On 2014-01-30 14:04, Jousma, David wrote:
> We had some enterprising programmers that coded jobs something like:
> 
> //SORTIN DD DSN=a.data.set.name,disp=shr
> //       dd  &dd1,disp=shr
> //       dd  &DD2,disp=shr
> //       dd  dsn=another.data.set.name,disp=shr
> 
> And in the proc defaulted &DD1, and &DD2 to DUMMY so that they could 
> dynamically change the input datasets.   Problem was when they didn’t use 
> them or only one of them, DFSORT stops reading input and the real datasets 
> beyond the dummy ones never got read, and the JOB finished with RC(0), so it 
> was obvious there was missing data.   With the exit we abend the job.
>  
Much as I detest that behavior (I'd much prefer that DUMMY behaved as "DD 
SPACE=0"), it's documented in JCL Ref. or Using Data Sets or somewhere, so WAD. 
 Implementing DWIM, as you appear to be trying to do is an endless and mostly 
thankless task.  And a sophisticated programmer who knowingly codes DUMMY 
(perhaps to disable some catenands for a test) has much reason to complain when 
experiencing behavior not only unexpected but also contrary to OS documentation.
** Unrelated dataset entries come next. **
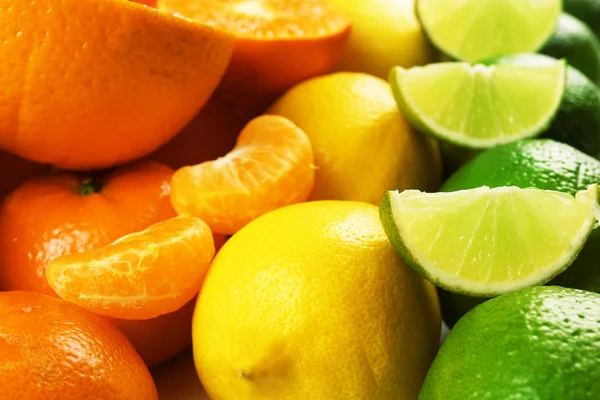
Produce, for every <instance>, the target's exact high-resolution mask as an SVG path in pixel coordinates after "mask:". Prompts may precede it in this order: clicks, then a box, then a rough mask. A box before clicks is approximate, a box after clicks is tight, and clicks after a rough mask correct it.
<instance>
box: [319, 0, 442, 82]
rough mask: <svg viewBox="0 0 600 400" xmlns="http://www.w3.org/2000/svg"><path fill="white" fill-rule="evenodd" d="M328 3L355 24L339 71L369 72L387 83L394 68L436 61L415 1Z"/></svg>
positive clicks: (377, 1)
mask: <svg viewBox="0 0 600 400" xmlns="http://www.w3.org/2000/svg"><path fill="white" fill-rule="evenodd" d="M328 1H329V3H331V5H332V6H334V7H335V8H336V9H337V10H338V11H339V12H340V13H342V14H344V15H345V16H346V17H347V18H348V19H350V20H351V21H352V31H351V33H350V41H349V43H348V49H347V51H346V54H345V55H344V57H343V58H342V60H341V62H340V63H339V64H338V66H337V68H336V69H337V70H338V71H355V72H366V73H369V74H373V75H376V76H379V77H380V78H384V79H387V77H388V74H389V72H390V69H391V68H392V67H395V66H401V67H404V68H410V67H414V66H416V65H424V64H428V63H430V62H435V61H436V59H437V54H436V52H435V51H434V49H433V47H432V46H431V45H430V44H429V42H428V41H427V39H426V38H425V35H424V33H423V30H422V29H421V25H420V24H419V21H418V20H417V16H416V14H415V0H328ZM448 1H452V0H448Z"/></svg>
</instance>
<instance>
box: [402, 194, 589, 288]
mask: <svg viewBox="0 0 600 400" xmlns="http://www.w3.org/2000/svg"><path fill="white" fill-rule="evenodd" d="M390 196H391V199H390V203H391V208H392V212H393V217H394V219H395V222H396V227H397V229H398V234H399V236H400V237H401V240H402V242H403V245H404V246H405V247H406V249H407V250H408V253H409V254H410V257H411V258H412V259H413V261H414V263H416V264H417V265H418V266H420V268H422V269H424V270H425V271H426V275H428V277H429V278H430V279H432V280H433V281H434V283H438V284H439V285H440V286H442V287H445V288H448V289H450V290H453V291H459V292H461V291H464V292H467V293H471V294H475V295H477V294H480V295H491V294H499V293H502V292H505V291H507V290H512V289H515V288H518V287H522V286H527V285H529V284H540V283H544V282H546V281H548V280H549V279H551V278H552V277H553V276H555V275H556V274H558V273H559V272H560V271H562V270H563V269H564V268H566V267H567V266H568V265H569V264H570V263H571V262H572V260H573V259H574V257H575V256H576V254H577V252H578V251H579V250H580V249H581V247H582V246H583V244H584V243H585V240H586V238H587V236H588V235H589V233H590V231H591V229H592V226H593V224H594V222H595V216H594V213H593V212H592V211H593V210H594V205H596V198H597V186H595V185H593V186H590V188H589V189H588V190H587V191H582V192H579V193H578V194H577V195H576V197H575V198H574V197H573V196H571V195H569V194H566V193H561V192H554V191H543V190H539V189H519V188H516V187H501V188H495V189H490V188H489V187H481V188H477V189H472V190H465V191H459V192H453V193H434V194H424V193H422V192H420V191H416V190H409V191H405V192H403V193H401V194H399V193H397V192H390Z"/></svg>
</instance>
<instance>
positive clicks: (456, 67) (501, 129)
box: [389, 60, 566, 149]
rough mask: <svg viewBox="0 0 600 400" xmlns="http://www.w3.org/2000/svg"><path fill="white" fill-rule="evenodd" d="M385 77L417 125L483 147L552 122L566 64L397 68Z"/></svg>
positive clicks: (557, 61) (538, 132) (442, 134)
mask: <svg viewBox="0 0 600 400" xmlns="http://www.w3.org/2000/svg"><path fill="white" fill-rule="evenodd" d="M389 81H390V85H391V87H392V91H393V93H394V97H395V98H396V103H397V104H398V107H399V108H400V111H402V113H403V114H404V115H405V117H406V118H407V119H408V121H409V122H410V123H411V124H412V125H413V126H414V127H415V128H417V129H418V130H420V131H421V132H423V133H425V134H429V135H431V136H434V137H435V138H437V139H440V140H442V141H446V142H449V143H452V144H456V145H459V146H461V147H467V148H472V149H485V148H489V147H494V146H496V145H499V144H504V143H508V142H514V141H517V140H520V139H524V138H529V137H534V136H537V135H539V134H541V133H542V132H543V131H544V130H545V129H546V128H547V127H548V126H549V125H550V123H551V122H552V119H553V118H554V115H555V114H556V113H557V111H558V109H559V106H560V103H561V99H562V96H563V93H564V90H565V81H566V63H565V61H564V60H553V62H552V63H551V64H547V65H537V66H534V65H515V64H502V65H479V64H478V65H470V64H467V63H462V62H447V63H437V64H429V65H427V66H425V67H415V68H411V69H403V68H400V67H395V68H393V69H392V71H391V73H390V79H389Z"/></svg>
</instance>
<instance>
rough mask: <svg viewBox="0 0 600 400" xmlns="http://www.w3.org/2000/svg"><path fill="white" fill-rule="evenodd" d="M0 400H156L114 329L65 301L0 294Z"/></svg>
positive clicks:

Have you tried (or suggested) using "DD SPACE=0" in place of DUMMY?

Even worse (also documented) Allocation substitutes DUMMY for 
"PATH='/dev/null'" or "PATH='//dev/null'", which I deem a colossal 
misapplication of DWIM by the OS designers.  There was *no* reason to do that.  
They might as well, and with similar rationale substitute DUMMY for SPACE=0.  
Fortunately, Allocation is sufficiently dumb that it fails to recognize and 
override the otherwise equivalent "PATH='/dev//null'".

Do you ABEND only if DUMMY is followed by a non-dummy data set?  There should 
be no problem if DUMMY (or several) is/are the last catenand(s).